With the benefit of hindsight, we can see the model that Switzerland's biggest banks chose to follow was one that leads straight to ruin and insolvency. Strangely, UBS's staggering losses of tens of billions and a recapitalization of apparently near twice that, has not seemed to spark as fervid debate among the Swiss as one might expect. We are talking of course about the public discourse, which is controlled. The private conversation is a different matter. And we have a feeling that the Swiss, especially the German Swiss are outraged. Their tax dollars are being used to prop up Credit Suisse and UBS, and when you get between the Swiss and their hard-earned dollars, you better have a mighty good reason. In fact, we have a feeling that the Swiss are not nearly so dumbed down, in a group, as their European and American counterparts.

Of course, we must admit it does seem to be a bifurcated society. The republican consensus is not what it was, but given all that it is up against how could it be? On the one hand, bomb shelters dot the countryside alongside federally-mandated family farms while young men in military uniforms play war games in the hills. All these are efforts at insuring prized Swiss independence. On the other hand, there is seemingly a growing strand of political correctness that winds its way through Swiss culture, and is evident both in everyday life and clearly in the moves that Switzerland has made to accommodate the rest of Europe.

Chief among these moves was the removal of the franc from a formal link with gold. Of itself, this was not a good thing, but it presaged worse. Should Switzerland ever become fully entangled in the Anglo-Saxon model of banking, the country will find itself turned inside out just the way European countries have been and America is currently. They are on their way, as the UBS and Credit Suisse debacle shows.

But instead of acknowledging the debacle of fiat-money fractional banking and showing clearly how it has brought UBS low, Switzerland's top money men seem determined to press ahead. UBS is being recapitalized, lending procedures tightened and the amount of "assets" – fiat-debt money actually – that banks including UBS will have to hold is going to be increased.
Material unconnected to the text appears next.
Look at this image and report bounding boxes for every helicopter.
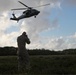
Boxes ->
[10,1,50,22]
As we have pointed out many times, none of these moves matter a fig. The root of the problem is the ability of UBS and other large Swiss banks to mimic the worst excesses of Anglo central banking. So long as central banks are able to print money out of nothing, the manias will only grow worse as centralization increases and attracts more capital flows. By definition a mania involves the relaxation of rules and regulations to take advantage of the next sure thing. So all the firewalls that the big Swiss banks are putting in place now will retard lending in general but do nothing to address the fundamental problem – that there will be a next time and that it will be worse.

After Thoughts

We've made this suggestion before. Instead of adding safeguards, increasing regulation, a heavier "capitalization" ratio, those who help guide Switzerland's banking industry ought to consider a return to a gold-based franc. This would stop the problem in an instant. It would be an easy thing to do. Effective. Very Swiss. It is not a good sign that the country's mainstream media is avoiding the subject. It tells where Switzerland may be headed in general, and the pervasiveness of the current banking model for the country's largest banks. Too bad.